If you’ve spent a lot of time with xpath expressions and have used tools like FirePath and tried to develop good expressions and export them to use in running applications, then you probably knew where I was going with this as soon as you saw the title. For the rest of you, maybe this will save you a few minutes somewhere down the road.
The TBODY element is a child of the TABLE element, and is used to encapsulate a body within the table. Here’s an example:
<TABLE><TBODY><TR><TD>ugh caps</TD></TR></TBODY></TABLE>
According to the standard the TBODY element is optional unless a table has more than one body. Most tables have just one body, and most tables that I see in the wild omit the TBODY element from the markup.
So can we forget about it? Not really. If you’re developing an xpath expression in FireFox, for example, and looking at the page DOM as you work, then you’re seeing TBODY in the tables whether it was present in the page markup, or not. Most browser rendering engines insert a TBODY around table contents. I’m not sure why, but I assume it makes the parsing or rendering path more efficient.
If you’re using something like FirePath then the expression you’re developing is evaluated against the DOM, meaning that it won’t match if you don’t insert the TBODY. But what if the TBODY isn’t actually in the markup? Then that xpath expression won’t match when you move it to your application. Maybe.
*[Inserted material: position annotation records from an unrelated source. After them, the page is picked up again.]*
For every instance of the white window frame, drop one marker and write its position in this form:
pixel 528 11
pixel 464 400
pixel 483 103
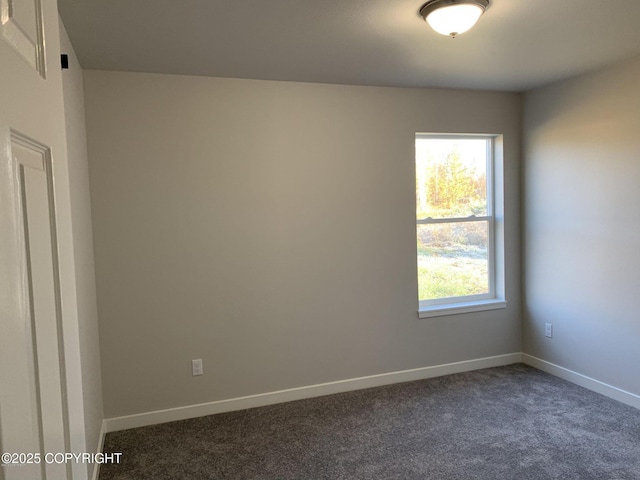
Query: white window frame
pixel 495 298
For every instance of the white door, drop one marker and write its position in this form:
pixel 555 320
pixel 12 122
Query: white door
pixel 32 393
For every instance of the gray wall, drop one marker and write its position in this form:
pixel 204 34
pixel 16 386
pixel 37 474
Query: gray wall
pixel 269 228
pixel 582 224
pixel 80 199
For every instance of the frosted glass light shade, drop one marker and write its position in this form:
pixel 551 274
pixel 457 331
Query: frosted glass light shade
pixel 454 19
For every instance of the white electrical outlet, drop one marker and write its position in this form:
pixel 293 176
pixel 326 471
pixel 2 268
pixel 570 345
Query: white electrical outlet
pixel 196 367
pixel 548 330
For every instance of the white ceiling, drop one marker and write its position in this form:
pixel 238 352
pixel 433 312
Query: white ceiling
pixel 516 45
It won’t match if you’re running your xpath against the page markup, and the TBODY is not in the page markup. But what if you render the page in memory using something like phantomjs, a task that is more often than not required in order to access the full content displayed on the page? If you do, then what you end up scraping is the rendered DOM, serialized back into html markup. Guess what? That means the TBODY is back.
The bottom line is: if you’re scraping page markup text retrieved from the site server, and the TBODY element is not used in a table, then you don’t want it in your xpath either. If you’re scraping page markup retrieved from a server-side in-memory rendering engine then you will need the TBODY, whether it was present in the markup or not.